Stesso nome (o "Aton risplende"[74], "Radiazione di Aton"[76]) l'aveva anche un'imbarcazione che Amenofi III donò alla sua regina Tiy, che alcuni ritengono un'accesa promotrice di questo culto[15]. A differenza delle altre divinità egizie, Aton non veniva rappresentato in forma antropomorfa, ma sempre come un disco solare i cui raggi erano lunghe braccia terminanti con mani, alcune delle quali reggevano l'ankh, simbolo della vita[78]. I princìpi della religione di Aton si possono individuare sulle pareti della Tomba di Akhenaton: Aton era adorato come creatore di tutte le cose e come colui che si prendeva costantemente cura delle proprie creature; i suoi raggi davano vita alla sola famiglia reale, mentre, a sua volta, il popolo riceveva la vita da Akhenaton e Nefertiti in cambio della lealtà ad Aton[79]. La notte era considerata un momento da temere[80] mentre, quando il disco solare, Aton, splendeva in cielo, le azioni umane potevano aspirare al successo o alla perfezione.
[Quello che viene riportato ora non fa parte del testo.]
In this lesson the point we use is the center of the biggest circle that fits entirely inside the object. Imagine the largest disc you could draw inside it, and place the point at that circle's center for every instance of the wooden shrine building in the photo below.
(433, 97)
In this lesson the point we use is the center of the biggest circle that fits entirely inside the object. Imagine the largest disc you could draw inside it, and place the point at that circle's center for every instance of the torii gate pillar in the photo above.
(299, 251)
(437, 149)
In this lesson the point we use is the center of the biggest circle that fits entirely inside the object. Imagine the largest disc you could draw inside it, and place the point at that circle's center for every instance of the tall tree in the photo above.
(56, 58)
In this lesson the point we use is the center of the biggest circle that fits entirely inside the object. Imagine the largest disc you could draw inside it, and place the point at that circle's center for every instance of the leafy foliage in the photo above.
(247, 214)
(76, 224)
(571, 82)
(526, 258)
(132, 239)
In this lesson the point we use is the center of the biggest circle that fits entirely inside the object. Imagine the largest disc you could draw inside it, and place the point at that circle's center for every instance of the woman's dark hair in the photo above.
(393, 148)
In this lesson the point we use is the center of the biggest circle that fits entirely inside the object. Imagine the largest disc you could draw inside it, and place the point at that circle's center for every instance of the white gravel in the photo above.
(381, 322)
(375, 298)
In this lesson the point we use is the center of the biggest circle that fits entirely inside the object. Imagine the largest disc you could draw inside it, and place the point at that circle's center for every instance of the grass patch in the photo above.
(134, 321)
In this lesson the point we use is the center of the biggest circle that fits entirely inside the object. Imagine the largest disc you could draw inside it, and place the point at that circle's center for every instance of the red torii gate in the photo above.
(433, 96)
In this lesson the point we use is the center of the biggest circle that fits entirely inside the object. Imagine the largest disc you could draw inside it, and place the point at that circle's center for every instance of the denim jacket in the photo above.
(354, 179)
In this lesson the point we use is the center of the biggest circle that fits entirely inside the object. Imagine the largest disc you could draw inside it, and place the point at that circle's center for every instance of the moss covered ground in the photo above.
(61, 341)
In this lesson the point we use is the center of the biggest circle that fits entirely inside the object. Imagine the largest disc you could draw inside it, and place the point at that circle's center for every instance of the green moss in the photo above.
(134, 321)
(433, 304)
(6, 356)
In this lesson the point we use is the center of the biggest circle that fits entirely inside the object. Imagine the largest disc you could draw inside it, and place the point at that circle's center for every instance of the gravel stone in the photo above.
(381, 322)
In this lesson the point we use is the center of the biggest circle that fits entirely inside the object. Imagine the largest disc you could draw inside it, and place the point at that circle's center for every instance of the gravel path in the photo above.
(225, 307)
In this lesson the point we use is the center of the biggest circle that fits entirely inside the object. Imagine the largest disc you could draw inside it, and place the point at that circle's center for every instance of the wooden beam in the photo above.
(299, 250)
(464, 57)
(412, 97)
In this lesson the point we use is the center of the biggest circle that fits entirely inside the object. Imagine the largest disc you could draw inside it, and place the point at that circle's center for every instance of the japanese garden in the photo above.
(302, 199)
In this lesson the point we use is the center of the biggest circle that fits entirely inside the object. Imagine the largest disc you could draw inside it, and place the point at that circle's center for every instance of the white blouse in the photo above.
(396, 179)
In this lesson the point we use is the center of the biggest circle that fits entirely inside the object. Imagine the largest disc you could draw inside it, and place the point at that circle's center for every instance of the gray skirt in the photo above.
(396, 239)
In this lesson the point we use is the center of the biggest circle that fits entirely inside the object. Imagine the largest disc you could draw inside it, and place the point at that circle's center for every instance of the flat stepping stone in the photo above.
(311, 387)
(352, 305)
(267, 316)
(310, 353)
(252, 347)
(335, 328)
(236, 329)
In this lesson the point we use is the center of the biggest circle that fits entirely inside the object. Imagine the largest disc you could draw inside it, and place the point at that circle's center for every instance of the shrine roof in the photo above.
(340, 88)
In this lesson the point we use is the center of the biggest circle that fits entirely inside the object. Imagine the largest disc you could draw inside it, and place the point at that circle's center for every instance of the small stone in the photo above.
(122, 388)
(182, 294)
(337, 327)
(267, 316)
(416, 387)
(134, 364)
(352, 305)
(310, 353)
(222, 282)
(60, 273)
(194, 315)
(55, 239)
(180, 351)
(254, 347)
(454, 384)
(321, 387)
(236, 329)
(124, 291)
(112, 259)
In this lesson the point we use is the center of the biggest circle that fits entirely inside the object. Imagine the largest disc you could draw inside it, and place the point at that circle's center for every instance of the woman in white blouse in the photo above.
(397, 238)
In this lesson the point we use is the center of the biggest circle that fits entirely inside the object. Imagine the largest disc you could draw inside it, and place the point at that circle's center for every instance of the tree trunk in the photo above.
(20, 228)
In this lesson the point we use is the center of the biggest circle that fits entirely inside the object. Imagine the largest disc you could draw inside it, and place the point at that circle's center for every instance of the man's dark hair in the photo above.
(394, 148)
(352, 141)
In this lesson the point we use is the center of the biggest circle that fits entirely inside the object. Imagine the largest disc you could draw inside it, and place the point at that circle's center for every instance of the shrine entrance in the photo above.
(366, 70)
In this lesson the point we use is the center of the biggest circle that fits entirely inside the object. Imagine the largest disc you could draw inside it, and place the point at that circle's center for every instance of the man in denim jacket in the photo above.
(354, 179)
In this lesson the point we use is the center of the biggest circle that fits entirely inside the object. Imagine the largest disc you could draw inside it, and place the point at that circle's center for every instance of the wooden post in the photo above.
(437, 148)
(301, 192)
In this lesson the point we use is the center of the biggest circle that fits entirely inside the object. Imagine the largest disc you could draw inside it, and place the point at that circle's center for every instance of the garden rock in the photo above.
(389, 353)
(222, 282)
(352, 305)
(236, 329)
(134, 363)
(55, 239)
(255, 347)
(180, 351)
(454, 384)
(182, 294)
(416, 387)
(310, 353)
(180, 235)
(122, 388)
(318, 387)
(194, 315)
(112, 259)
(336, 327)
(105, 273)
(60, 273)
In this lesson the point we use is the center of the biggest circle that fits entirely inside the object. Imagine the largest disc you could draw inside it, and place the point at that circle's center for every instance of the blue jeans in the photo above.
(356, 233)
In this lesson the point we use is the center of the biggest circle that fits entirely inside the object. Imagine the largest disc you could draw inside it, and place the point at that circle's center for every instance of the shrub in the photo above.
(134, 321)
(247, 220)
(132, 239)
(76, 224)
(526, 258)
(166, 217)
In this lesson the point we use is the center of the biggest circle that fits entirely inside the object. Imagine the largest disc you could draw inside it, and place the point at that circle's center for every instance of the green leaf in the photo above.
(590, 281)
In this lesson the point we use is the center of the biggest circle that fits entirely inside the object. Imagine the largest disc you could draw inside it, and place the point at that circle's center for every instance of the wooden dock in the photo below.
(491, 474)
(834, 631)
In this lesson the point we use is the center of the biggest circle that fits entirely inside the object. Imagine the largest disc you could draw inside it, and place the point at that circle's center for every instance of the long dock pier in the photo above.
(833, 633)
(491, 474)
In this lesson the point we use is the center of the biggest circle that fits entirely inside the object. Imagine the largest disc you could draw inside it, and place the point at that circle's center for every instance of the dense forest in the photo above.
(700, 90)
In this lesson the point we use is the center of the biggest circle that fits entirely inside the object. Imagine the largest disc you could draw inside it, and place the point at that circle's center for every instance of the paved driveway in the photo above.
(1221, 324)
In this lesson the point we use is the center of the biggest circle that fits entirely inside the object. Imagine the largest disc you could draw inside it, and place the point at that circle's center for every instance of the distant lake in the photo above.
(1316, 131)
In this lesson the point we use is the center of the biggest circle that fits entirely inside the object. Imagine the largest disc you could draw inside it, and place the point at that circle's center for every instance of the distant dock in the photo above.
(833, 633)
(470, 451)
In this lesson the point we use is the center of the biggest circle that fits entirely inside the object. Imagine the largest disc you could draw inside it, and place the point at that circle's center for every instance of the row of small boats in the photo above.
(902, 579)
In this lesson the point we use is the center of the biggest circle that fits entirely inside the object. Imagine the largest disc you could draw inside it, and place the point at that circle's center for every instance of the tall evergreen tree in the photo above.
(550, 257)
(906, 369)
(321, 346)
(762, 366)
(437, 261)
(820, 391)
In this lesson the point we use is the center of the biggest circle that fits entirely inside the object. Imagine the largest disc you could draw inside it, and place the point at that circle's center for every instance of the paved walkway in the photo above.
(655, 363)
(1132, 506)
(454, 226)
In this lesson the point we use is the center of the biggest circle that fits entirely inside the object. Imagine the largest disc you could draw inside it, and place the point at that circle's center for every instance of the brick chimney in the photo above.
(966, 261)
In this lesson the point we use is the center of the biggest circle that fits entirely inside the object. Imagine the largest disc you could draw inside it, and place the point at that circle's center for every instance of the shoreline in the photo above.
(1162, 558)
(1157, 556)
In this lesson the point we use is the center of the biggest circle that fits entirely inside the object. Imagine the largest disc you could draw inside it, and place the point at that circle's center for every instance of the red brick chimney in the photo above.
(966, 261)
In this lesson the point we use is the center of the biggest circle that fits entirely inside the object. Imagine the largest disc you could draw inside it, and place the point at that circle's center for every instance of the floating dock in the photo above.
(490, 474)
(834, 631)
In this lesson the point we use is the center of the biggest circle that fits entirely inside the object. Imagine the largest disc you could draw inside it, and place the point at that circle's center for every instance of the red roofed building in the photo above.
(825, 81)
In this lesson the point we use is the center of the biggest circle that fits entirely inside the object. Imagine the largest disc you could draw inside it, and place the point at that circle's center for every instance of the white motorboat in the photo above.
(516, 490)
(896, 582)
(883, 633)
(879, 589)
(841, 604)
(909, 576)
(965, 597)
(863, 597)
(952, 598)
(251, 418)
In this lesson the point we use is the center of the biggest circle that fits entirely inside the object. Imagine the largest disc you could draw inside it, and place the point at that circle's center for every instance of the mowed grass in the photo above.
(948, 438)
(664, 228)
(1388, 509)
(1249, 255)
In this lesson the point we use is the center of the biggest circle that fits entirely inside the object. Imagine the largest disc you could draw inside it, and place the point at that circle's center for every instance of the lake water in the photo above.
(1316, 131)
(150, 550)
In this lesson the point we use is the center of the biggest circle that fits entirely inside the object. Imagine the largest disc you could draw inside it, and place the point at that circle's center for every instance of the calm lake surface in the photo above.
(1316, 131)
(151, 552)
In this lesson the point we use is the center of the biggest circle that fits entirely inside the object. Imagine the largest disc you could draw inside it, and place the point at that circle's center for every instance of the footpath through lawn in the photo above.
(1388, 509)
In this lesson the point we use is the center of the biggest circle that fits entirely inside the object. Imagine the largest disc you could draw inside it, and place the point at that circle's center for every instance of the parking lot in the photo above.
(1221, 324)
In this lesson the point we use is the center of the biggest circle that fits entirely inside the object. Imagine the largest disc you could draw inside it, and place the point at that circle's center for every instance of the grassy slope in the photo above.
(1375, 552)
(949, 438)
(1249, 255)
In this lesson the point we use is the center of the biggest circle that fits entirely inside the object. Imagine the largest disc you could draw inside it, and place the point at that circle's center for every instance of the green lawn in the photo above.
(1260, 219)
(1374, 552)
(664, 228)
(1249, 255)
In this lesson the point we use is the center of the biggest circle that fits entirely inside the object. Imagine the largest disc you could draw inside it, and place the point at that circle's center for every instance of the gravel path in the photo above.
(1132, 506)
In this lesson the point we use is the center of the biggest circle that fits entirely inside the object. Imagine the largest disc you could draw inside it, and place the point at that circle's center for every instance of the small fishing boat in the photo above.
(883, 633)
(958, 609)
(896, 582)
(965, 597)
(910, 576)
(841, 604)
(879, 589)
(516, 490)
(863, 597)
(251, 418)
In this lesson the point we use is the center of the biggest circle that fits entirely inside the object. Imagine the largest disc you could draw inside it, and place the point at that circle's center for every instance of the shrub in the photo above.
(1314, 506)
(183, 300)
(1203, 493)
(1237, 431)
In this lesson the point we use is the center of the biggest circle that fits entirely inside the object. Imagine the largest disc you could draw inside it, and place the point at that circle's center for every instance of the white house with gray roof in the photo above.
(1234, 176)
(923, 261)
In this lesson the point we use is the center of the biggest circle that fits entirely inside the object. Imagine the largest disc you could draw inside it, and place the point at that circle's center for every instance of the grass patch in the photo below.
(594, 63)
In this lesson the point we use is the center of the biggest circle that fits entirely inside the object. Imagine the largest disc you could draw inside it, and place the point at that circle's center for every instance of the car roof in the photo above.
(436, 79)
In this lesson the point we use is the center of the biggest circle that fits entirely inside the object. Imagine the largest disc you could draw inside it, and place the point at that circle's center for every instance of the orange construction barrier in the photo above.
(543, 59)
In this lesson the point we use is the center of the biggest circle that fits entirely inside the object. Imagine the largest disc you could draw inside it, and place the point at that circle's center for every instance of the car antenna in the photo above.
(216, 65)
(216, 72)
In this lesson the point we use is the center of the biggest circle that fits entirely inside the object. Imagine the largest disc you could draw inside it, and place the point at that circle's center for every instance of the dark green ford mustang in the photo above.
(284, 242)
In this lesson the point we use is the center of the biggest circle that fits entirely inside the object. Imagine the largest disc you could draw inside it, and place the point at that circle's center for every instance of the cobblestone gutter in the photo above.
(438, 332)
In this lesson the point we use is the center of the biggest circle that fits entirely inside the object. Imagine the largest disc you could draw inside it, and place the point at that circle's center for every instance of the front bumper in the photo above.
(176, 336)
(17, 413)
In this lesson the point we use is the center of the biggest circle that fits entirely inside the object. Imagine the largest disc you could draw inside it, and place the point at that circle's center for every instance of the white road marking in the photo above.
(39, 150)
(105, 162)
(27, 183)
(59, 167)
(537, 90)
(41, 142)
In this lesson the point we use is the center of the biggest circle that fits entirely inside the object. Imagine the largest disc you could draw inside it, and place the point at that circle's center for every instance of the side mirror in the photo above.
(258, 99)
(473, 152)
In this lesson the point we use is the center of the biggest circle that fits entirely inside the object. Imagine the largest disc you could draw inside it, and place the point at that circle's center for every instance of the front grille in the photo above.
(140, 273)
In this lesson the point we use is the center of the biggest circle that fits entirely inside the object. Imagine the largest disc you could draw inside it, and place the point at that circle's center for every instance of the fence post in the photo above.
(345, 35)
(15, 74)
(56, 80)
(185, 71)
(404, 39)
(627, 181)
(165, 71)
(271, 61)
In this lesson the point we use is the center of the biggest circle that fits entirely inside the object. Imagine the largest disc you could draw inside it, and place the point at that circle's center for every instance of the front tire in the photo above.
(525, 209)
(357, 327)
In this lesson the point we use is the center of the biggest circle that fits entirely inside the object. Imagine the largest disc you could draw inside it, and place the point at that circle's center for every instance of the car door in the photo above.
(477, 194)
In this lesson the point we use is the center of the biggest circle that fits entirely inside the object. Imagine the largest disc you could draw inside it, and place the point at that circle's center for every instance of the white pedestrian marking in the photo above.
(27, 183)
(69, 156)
Il centro del culto di Aton era la città di Akhetaton (Orizzonte di Aton[21]), fondata come capitale da Akhenaton intorno al suo 5º anno di regno sulla riva orientale del Nilo, 402 chilometri a nord dalla vecchia capitale Tebe (Luxor)[81]. Altre sedi del culto furono Eliopoli (fulcro del culto di Ra) e la stessa Tebe. Per delimitare il perimetro della città fece erigere quindici Stele di confine[82], con le quali dichiarò l'appartenenza di quel territorio ad Aton. Molto diverso da tutti gli altri templi egizi, il Grande tempio di Aton era, in gran parte, all'aperto per far accedere i raggi del sole. Non erano ammesse rappresentazioni antropomorfe o statue di Aton, sebbene fosse stato occasionalmente raffigurato come uomo dalla testa di falco durante il regno di Amenofi III; comunque, queste furono sostituite con raffigurazioni della famiglia reale intenta ad adorare il disco solare e a ricevere da lui l'ankh (il respiro vitale). I sacerdoti di Aton avevano meno incarichi rispetto al clero tradizionale, in quanto le offerte (frutta, fiori, alimenti) erano limitate e gli oracoli proibiti[83]; inoltre, i templi di Aton non raccoglievano tasse. Siccome non esistevano rappresentazioni specifiche di Aton, il tradizionale rito quotidiano di purificazione, unzione e vestizione della statua della divinità non veniva praticato ad Akhetaton; in compenso, il disco solare veniva omaggiato con le offerte della famiglia reale, bruciando incenso e cantando inni (come il Grande inno ad Aton[84]) accompagnati da apposite musiche.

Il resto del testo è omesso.